Not Dead Yet …

There is, I believe, a saying among those who work in the polar regions that nobody’s dead until they’re warm and dead. Round here, I’ve adapted that approach to my gardening (indoors and out): no plant is dead until it’s spring and it’s dead.

Exhibit A, my citrus plants (I’ve long since lost track of which ones are oranges and which are lemons) at the start of March and now:

Two dead looking plants
The same two plants but the one on the left now has leaves

I’m more or less certain the one on the right is dead but I’ll give it a bit longer to be sure.

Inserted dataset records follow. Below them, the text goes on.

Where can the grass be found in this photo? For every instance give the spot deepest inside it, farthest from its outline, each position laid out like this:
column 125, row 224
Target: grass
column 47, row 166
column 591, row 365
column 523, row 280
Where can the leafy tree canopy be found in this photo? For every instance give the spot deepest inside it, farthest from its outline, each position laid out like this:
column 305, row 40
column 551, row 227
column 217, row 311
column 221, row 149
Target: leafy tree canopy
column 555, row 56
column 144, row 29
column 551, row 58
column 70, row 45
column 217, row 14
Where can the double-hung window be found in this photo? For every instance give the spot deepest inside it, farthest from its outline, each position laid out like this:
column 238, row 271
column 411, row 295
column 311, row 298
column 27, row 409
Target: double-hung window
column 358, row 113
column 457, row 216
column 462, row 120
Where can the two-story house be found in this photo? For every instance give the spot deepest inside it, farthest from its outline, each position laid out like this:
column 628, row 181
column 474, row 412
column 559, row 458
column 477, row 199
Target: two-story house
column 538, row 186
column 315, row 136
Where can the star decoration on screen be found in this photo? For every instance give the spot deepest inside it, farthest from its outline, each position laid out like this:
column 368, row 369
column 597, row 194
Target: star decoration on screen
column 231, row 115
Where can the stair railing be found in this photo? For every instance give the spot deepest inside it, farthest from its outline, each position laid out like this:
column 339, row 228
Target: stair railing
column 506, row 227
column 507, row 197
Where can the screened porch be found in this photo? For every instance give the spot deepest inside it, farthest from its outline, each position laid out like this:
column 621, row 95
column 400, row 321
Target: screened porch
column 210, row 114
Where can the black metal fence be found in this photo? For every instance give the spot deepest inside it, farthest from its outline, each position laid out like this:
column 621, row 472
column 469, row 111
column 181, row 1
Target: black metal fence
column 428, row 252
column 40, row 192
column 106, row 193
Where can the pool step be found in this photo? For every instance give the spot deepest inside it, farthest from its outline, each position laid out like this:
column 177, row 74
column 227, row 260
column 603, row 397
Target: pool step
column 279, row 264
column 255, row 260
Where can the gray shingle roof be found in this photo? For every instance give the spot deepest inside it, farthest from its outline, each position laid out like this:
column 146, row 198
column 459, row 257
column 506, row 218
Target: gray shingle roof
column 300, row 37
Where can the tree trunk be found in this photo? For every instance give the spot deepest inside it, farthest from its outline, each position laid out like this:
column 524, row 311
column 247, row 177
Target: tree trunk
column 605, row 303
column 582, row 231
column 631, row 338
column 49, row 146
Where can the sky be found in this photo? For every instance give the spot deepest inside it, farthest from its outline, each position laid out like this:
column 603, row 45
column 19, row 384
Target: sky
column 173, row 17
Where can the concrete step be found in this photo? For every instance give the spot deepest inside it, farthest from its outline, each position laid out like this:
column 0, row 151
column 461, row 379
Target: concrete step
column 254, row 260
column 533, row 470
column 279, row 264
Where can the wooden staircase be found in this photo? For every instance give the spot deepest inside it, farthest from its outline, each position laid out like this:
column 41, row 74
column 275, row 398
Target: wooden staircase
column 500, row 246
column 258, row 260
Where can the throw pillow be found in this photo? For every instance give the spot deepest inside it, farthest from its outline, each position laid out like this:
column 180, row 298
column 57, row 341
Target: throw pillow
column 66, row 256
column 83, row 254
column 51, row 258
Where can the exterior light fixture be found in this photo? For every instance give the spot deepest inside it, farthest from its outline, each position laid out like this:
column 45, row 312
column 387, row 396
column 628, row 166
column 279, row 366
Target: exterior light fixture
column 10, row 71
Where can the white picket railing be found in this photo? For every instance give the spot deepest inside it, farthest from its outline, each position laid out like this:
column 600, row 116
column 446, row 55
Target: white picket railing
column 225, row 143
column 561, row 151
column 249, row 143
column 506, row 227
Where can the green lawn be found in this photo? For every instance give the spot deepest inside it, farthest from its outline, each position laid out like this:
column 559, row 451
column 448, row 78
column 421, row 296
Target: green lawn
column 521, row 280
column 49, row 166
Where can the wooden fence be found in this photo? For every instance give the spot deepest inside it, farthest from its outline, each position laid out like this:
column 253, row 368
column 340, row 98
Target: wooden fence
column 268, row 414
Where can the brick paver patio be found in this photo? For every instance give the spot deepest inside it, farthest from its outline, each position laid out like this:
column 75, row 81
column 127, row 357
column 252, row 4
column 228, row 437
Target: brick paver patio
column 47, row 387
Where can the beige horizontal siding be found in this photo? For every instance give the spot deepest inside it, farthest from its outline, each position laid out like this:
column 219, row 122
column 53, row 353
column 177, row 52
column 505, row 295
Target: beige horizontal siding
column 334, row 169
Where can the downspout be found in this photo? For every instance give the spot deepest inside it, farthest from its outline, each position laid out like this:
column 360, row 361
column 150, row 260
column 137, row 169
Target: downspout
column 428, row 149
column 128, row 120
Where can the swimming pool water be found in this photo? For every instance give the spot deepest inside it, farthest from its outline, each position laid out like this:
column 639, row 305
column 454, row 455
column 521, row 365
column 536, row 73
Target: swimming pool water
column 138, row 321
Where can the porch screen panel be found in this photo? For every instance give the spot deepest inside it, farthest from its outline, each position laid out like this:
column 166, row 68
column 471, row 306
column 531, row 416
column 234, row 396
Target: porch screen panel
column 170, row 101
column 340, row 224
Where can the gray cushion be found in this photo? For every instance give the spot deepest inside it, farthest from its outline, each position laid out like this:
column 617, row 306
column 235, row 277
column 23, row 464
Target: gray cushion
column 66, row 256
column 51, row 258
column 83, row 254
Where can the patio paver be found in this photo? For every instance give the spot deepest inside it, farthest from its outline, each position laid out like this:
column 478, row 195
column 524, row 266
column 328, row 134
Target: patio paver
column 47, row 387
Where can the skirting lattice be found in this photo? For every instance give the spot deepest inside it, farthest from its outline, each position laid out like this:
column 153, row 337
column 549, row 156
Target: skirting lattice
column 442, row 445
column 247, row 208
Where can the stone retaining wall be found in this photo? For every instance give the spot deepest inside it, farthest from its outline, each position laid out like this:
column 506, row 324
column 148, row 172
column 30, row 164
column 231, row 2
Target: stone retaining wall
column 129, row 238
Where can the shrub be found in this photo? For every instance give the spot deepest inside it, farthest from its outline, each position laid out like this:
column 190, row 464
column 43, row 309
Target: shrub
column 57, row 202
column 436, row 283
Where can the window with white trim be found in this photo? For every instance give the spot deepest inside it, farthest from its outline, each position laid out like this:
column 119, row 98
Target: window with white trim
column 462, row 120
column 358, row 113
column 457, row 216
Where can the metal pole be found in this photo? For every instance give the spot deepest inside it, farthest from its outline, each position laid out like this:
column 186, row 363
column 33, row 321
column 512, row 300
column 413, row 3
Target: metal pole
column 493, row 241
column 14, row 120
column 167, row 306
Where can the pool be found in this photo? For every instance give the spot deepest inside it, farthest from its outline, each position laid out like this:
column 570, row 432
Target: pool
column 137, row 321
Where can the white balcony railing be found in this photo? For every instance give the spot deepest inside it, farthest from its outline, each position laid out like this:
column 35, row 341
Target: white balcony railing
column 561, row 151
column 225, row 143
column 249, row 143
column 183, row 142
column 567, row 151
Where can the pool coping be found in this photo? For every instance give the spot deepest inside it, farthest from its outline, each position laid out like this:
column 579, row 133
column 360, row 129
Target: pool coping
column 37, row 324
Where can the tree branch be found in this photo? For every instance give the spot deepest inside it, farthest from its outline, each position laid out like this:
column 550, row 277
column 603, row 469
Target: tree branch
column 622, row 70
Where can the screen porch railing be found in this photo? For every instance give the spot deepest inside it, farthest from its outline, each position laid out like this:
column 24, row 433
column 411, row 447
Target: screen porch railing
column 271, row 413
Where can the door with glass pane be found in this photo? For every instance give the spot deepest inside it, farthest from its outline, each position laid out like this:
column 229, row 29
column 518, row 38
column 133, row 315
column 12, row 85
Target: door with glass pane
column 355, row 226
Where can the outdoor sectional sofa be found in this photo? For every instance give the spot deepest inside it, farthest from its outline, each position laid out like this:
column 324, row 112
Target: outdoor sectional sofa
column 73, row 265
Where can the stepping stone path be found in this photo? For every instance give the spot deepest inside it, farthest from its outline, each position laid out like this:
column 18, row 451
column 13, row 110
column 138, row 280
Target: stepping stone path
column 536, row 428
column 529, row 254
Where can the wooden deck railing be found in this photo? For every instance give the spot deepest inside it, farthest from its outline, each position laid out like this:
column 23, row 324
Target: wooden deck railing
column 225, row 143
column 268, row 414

Meanwhile, the last couple of weeks of snow, hail, frost, wind, and driving rain have taken their toll on the surviving (and I use the word in its loosest possible sense) purple sprouting broccoli which if anything looks worse than it did at the beginning of the month

But spring does seem to be gracing us with its presence, as evidenced by the arrival of my birthday flowers. I’ve thrown caution to the winds and got the seed potatoes in the ground, as well as getting the first seeds started in the greenhouse (peas, mangetout, leeks and more purple sprouting broccoli, since you didn’t ask) and am beginning to feel almost as if the worst of winter is behind us.

Chionodoxa growing in the grass

It might even be time to put Mostly back on her plinth for the season.